Henri Cartier-Bresson, photographe

HENRI CARTIER-BRESSON PHOTOGRAPHE, un titre d'immortalité

Il faut remonter bien loin dans le temps, disons avant la deuxième guerre mondiale, pour trouver un photographe qui ne doive pas sa vocation à une exposition ou à un livre d'Henri Cartier-Bresson. Avec l'appareil photo reçu en cadeau initiatique d'adolescence (en général un Brownie !), le tremplin se ramène toujours à ça, au cadeau d'un beau bouquin d'HCB. Il y a eu les tout premiers, "Photographs of Henri Cartier-Bresson" et  "Image à la Sauvette" qui ont enthousiasmé la génération Leica des deux côtés de l'Atlantique et il y a en 1979 eu la première monographie, éditée en bonne intelligence par Robert Delpire, sur le choix de l'auteur.

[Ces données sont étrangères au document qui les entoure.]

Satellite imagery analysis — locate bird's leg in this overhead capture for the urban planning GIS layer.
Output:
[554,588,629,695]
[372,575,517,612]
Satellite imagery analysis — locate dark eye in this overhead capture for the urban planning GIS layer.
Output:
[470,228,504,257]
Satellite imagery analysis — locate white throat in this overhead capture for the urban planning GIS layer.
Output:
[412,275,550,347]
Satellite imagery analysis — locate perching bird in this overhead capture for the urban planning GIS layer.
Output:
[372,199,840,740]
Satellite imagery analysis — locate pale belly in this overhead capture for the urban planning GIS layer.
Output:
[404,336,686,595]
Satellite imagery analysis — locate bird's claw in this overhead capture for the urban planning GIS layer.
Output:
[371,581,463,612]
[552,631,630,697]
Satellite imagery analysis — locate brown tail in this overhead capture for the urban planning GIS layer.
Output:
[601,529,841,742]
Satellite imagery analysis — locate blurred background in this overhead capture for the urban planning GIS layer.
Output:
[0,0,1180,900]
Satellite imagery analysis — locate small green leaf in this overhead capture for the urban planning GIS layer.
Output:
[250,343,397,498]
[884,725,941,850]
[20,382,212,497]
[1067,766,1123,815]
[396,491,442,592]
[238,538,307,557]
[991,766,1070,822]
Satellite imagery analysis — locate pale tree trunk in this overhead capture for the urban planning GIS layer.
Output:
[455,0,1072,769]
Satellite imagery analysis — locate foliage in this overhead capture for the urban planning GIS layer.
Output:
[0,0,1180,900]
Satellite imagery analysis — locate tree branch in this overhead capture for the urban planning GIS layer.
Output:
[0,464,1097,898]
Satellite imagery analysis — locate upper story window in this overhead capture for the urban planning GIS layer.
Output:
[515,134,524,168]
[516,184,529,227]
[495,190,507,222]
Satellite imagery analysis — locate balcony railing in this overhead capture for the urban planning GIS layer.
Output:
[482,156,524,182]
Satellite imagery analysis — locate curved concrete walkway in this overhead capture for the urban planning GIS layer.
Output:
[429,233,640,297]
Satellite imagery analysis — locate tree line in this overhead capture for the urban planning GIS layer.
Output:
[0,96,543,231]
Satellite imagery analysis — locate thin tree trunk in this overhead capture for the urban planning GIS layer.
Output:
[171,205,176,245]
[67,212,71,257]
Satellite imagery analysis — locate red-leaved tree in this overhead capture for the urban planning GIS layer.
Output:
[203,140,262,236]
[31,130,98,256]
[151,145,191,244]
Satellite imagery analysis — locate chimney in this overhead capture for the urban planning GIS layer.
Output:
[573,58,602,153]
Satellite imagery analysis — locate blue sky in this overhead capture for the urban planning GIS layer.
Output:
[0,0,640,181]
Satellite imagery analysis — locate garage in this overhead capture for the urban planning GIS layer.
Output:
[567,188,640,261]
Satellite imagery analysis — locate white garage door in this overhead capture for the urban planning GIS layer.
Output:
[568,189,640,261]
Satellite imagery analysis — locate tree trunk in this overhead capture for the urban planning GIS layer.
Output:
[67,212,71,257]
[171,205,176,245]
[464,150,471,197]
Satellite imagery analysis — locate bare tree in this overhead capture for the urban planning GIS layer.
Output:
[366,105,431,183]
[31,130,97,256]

Elle ne devait pas être si mauvaise, pour qu'une fois épuisée, on décide de la rééditer sans grand risque de bouillon et puis une seconde fois et une autre encore pour bientôt atteindre la dizaine d'impressions, avec au passage un remaniement en 1992, supervisé par l'auteur lui-même.  "Henri Cartier-Bresson Photographe" est donc devenu un classique de la photographie et de l'édition, voué comme le Phénix et "Les Misérables" à toujours renaître, semblable à lui-même. Certes s'ajoutent quelques touches de modernité, mais subsiste l'intacte fraîcheur des photographies qui ont déterminé une carrière et entamé une audience mondiale, et la préface originale d'Yves Bonnefoy qui nous replonge dans ces années 1970, quand photographie d'auteur prenait son essor avant de battre des records aux premières ventes aux enchères de tirages.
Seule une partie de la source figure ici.